I want to extract certain text and numbers from a PDF invoice, one of which is the total amount. The thing is that the position of the total amount keeps on changing from pdf to pdf based on how many number of items are there. If there are lot of item then the total amount field will be lower in the pdf and if the number of items are less then the total amount will be higher up in the pdf. See below image for ref. There are only 2 items in the invoice so the total field is at a higher position. But I also have invoices where there are 15 items in the invoice and the total field is either lower in the page or is in the next page.
How do I extract it then? I tried using Anchor base
but it is not working!
This is the work I have done till now:
1.) Assign a for loop to open each and every pdf in the folder one by one.
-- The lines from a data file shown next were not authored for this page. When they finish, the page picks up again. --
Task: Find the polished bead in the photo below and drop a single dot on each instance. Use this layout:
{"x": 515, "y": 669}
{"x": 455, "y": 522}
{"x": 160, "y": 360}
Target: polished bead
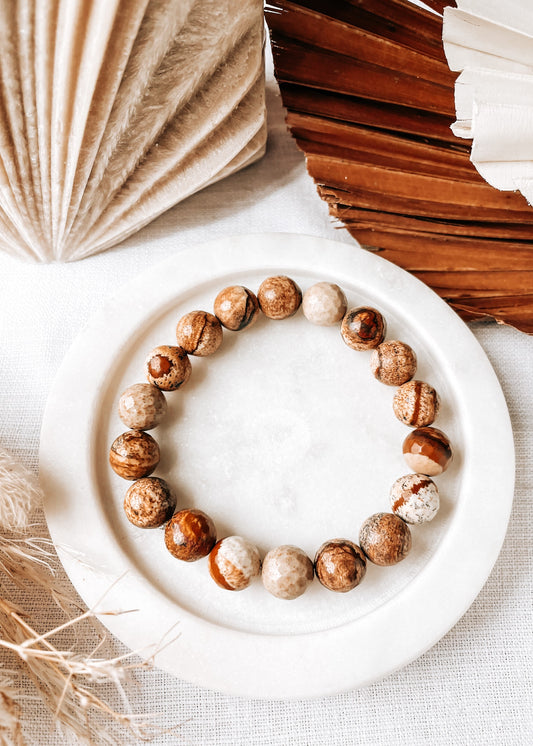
{"x": 236, "y": 307}
{"x": 234, "y": 562}
{"x": 149, "y": 502}
{"x": 287, "y": 571}
{"x": 393, "y": 363}
{"x": 363, "y": 328}
{"x": 385, "y": 539}
{"x": 324, "y": 304}
{"x": 416, "y": 403}
{"x": 340, "y": 565}
{"x": 199, "y": 333}
{"x": 427, "y": 451}
{"x": 279, "y": 297}
{"x": 142, "y": 406}
{"x": 190, "y": 535}
{"x": 415, "y": 498}
{"x": 134, "y": 454}
{"x": 168, "y": 368}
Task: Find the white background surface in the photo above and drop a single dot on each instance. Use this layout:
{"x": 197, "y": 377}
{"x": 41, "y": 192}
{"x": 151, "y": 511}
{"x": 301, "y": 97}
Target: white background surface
{"x": 474, "y": 686}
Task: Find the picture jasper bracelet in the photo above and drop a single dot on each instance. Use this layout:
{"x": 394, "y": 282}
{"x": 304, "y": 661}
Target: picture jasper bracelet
{"x": 339, "y": 564}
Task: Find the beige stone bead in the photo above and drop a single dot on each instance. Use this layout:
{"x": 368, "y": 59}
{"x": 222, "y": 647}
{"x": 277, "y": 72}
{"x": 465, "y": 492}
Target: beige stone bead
{"x": 287, "y": 571}
{"x": 142, "y": 406}
{"x": 393, "y": 363}
{"x": 324, "y": 304}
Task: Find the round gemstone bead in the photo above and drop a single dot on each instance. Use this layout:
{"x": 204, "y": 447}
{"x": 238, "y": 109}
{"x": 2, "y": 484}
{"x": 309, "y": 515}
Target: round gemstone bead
{"x": 287, "y": 571}
{"x": 340, "y": 565}
{"x": 279, "y": 297}
{"x": 363, "y": 328}
{"x": 385, "y": 539}
{"x": 393, "y": 363}
{"x": 324, "y": 304}
{"x": 415, "y": 498}
{"x": 134, "y": 454}
{"x": 427, "y": 451}
{"x": 234, "y": 562}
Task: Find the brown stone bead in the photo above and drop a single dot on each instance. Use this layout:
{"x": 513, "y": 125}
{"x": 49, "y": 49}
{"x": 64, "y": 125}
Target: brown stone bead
{"x": 427, "y": 451}
{"x": 236, "y": 307}
{"x": 199, "y": 333}
{"x": 279, "y": 297}
{"x": 340, "y": 565}
{"x": 190, "y": 535}
{"x": 149, "y": 502}
{"x": 416, "y": 403}
{"x": 134, "y": 454}
{"x": 385, "y": 539}
{"x": 393, "y": 363}
{"x": 168, "y": 368}
{"x": 363, "y": 328}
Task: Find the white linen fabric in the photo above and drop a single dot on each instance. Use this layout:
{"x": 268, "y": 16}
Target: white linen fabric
{"x": 473, "y": 687}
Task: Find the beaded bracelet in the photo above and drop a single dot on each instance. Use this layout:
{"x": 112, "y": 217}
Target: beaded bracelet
{"x": 339, "y": 564}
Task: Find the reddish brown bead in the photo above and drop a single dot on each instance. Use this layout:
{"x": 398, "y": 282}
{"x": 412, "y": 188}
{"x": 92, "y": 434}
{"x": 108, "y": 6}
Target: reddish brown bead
{"x": 236, "y": 307}
{"x": 149, "y": 502}
{"x": 134, "y": 454}
{"x": 340, "y": 565}
{"x": 199, "y": 333}
{"x": 279, "y": 297}
{"x": 363, "y": 328}
{"x": 393, "y": 363}
{"x": 190, "y": 535}
{"x": 427, "y": 451}
{"x": 385, "y": 539}
{"x": 168, "y": 368}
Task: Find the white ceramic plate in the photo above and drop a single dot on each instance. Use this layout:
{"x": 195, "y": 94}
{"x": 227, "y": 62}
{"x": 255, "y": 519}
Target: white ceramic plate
{"x": 283, "y": 436}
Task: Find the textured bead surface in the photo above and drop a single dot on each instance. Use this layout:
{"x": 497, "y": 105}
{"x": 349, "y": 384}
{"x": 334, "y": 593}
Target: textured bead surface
{"x": 149, "y": 502}
{"x": 279, "y": 297}
{"x": 134, "y": 454}
{"x": 415, "y": 498}
{"x": 324, "y": 304}
{"x": 363, "y": 328}
{"x": 393, "y": 363}
{"x": 416, "y": 403}
{"x": 190, "y": 535}
{"x": 236, "y": 307}
{"x": 287, "y": 571}
{"x": 199, "y": 333}
{"x": 427, "y": 451}
{"x": 385, "y": 539}
{"x": 142, "y": 406}
{"x": 168, "y": 367}
{"x": 340, "y": 565}
{"x": 234, "y": 562}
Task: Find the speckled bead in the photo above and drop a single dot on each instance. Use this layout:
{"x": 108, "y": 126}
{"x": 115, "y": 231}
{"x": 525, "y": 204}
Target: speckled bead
{"x": 385, "y": 539}
{"x": 287, "y": 571}
{"x": 134, "y": 455}
{"x": 427, "y": 451}
{"x": 236, "y": 307}
{"x": 168, "y": 368}
{"x": 393, "y": 363}
{"x": 142, "y": 406}
{"x": 199, "y": 333}
{"x": 190, "y": 535}
{"x": 340, "y": 565}
{"x": 415, "y": 498}
{"x": 324, "y": 304}
{"x": 149, "y": 503}
{"x": 233, "y": 563}
{"x": 363, "y": 328}
{"x": 416, "y": 403}
{"x": 279, "y": 297}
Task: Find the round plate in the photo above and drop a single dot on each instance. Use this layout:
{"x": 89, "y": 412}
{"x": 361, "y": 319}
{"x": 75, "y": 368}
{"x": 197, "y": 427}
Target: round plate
{"x": 284, "y": 437}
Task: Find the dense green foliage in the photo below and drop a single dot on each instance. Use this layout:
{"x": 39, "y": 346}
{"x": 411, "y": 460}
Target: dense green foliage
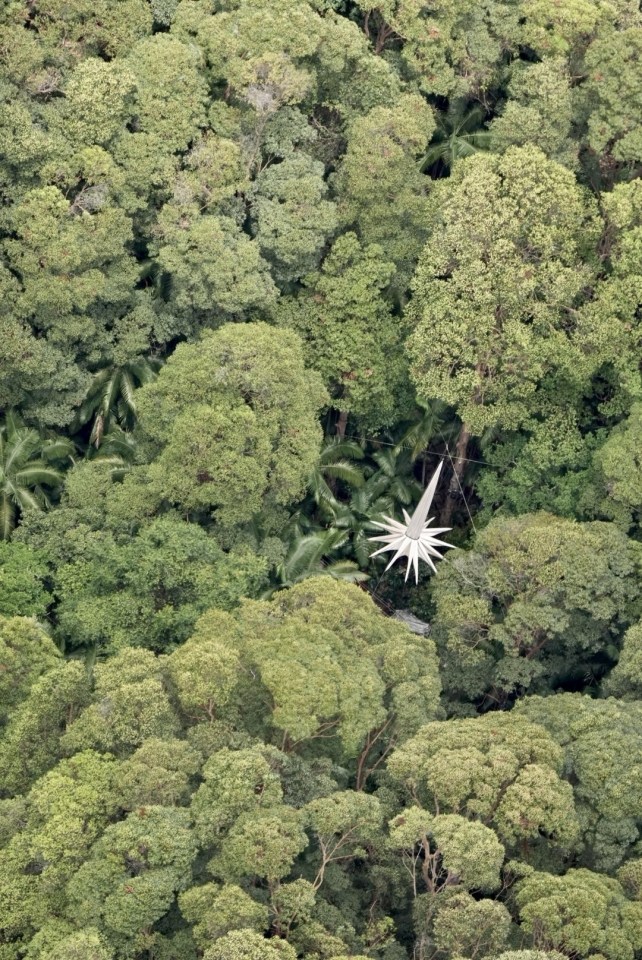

2.) for each pdf, I have assigned a hot key which fits one full page to the window.
3.) Then I am using Anchor Base
(total in the image f=given below is the anchor and the amount is the value to be extracted).
4.) Using a message box to print the value
5.) close the pdf
Two potential solutions.
Use UiPath Document Understanding
You can get a certain amount of DU Data on the Community License, then you can setup the templates and use anchor bases, token selection, custom area selectors etc.
Read Lines Approach
Convert the PDF to Text. Have a look through the extracted Text and find a phrase/keyword that you could use as your anchor. Going by your example you might you "Total: "
Then use Invoke Code (I'll use C# for below example)
Arguments: in_text (the text from the PDF) | out_totalAmount
Code:
var invoiceTotal = File.ReadLines(in_text).Last(e => e.StartsWith("Total: ")).Trim();
out_totalAmount = invoiceTotal.Split(new []{":"}).LastOrDefault();